Siiii, lo confieso!!
Fumé, fumé fumé fumé
Si que espanto, después de como cuatro intentos fallidos de dejar de fumar éste, éste era ÉL definitivo.
Venía bárbaro, genial, semanas sin nicotina, ni un sólo día de lágrima, no la extrañaba en absoluto. Que pasó? Cumpleañosss, sí, cumpleaños. Como odio los eventos sociales en estos momentos. Empezás a ver cigarrillos de colores por todos lados, todos divinos, llamándote y pidiéndote a gritos que prendas uno, malditos.
Pero claro, todos saben que dejé de fumar, todos saben que mi método leyendo el libro fue lo mas copado del mundo, algo realmente revelador. Pero por qué el libro no me dirá, quedate encerrada en tu casa nena, no mezcles el alcohol con un veinte personas todas fumadoras porque vas a caer.
Y así fue, pero de la peor manera.
Claro, uno tiene que conservar su imagen ante todo, entonces se preguntarán, qué hice?
Caer. Caer bajo, tan bajo que no sé si reirme o llorar.

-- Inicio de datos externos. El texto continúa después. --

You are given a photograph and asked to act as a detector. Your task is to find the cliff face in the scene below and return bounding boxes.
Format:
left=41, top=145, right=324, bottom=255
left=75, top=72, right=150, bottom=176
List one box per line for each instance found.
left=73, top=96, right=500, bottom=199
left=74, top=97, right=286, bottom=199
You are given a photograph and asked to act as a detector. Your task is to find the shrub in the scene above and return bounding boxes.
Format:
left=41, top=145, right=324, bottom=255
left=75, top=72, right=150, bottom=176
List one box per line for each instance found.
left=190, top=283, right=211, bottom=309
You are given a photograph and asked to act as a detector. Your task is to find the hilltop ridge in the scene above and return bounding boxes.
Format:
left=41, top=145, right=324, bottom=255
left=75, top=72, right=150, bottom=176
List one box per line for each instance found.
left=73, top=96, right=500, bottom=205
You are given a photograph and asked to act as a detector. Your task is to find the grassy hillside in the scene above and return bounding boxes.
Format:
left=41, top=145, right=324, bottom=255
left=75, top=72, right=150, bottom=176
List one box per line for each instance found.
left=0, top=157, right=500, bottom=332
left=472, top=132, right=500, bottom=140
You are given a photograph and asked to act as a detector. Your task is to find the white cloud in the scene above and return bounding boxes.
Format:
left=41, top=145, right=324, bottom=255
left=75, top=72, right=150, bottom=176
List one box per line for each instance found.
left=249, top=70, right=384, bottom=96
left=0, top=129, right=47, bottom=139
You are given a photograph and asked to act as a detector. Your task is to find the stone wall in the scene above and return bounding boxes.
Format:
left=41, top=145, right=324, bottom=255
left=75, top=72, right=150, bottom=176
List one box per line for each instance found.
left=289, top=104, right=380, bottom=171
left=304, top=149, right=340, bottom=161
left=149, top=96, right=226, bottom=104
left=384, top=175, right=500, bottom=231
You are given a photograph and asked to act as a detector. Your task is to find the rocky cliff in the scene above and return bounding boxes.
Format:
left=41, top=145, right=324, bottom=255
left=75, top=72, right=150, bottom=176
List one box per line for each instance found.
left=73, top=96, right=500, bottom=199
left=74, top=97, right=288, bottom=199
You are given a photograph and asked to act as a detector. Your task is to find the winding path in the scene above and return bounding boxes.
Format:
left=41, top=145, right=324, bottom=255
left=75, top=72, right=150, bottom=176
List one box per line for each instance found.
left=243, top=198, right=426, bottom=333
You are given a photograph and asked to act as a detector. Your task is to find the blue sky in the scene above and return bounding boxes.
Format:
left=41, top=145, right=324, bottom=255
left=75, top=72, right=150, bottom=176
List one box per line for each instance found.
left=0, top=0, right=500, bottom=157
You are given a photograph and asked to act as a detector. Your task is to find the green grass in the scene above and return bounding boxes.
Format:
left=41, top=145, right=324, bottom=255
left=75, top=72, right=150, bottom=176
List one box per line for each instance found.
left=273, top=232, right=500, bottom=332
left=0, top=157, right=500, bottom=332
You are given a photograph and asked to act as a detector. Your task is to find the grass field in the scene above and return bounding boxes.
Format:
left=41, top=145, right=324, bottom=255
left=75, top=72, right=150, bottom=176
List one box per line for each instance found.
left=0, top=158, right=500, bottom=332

Llegó un momento de la noche, entre que los vasos de cerveza se convirtieron en fernets recargados, en los que a trago mal preparado en vez de rebajarlo y que disminuya la proporción inversa entre el fernet y la coca-cola del vaso, no, qué se le ocurría a la nena?
HAGAMOS UN FONDO, total, si está feo, lo tomamos rápido y ni nos enteramos, para qué. A medida de que el alcohol subía en sangre el cigarrillo me invitaba a un escape, íntimo, claramente, ya que nadie tendría que enterarse.
Y así fue. Discretamente robé, (sí, lo robé) un cigarrillo de un atado de paquete brillante que sutilmente dejaba su tapa semi-abierta, lo escondi en la manga del cardigan que llevaba puesto, y me fui corriendo a la cocina para robarme unos fósforos. Claro está que tuve que llevar la caja gigante porque con qué iba a prender el fósforo si no?
De más está decir que nunca se me ocurrió, que ya que había robado un cigarrillo también podía robarme un encendedor, pero se ve que no me alcanzó para tanto en mi momento de iluminación.
Así que rodee la casa, me senté en una ventana sola, clavando mis tacos en un cantero y lo prendí. Cuánta satisfacción! Sí, no me importaba nada. Era una cuestión de vida o muerte, tanto, que a la media hora, repetí el acto delictivo, volví a sustraer la caja de fósforos que había devuelto y caí otra vez.
Lo único que me dio pena en ese momento fue pensar en Marti, mi pobre amiga que había sido saqueada por el duende de la nicotina. Por supuesto que agarré y le di su paquete en mano, y le dije: "tené cuidado, porque te están robando cigarrillos", fue un acto de autoayuda sin haberlo premeditado, una lástima la verdad, porque después de eso no me daba la cara para seguir llamando al duende.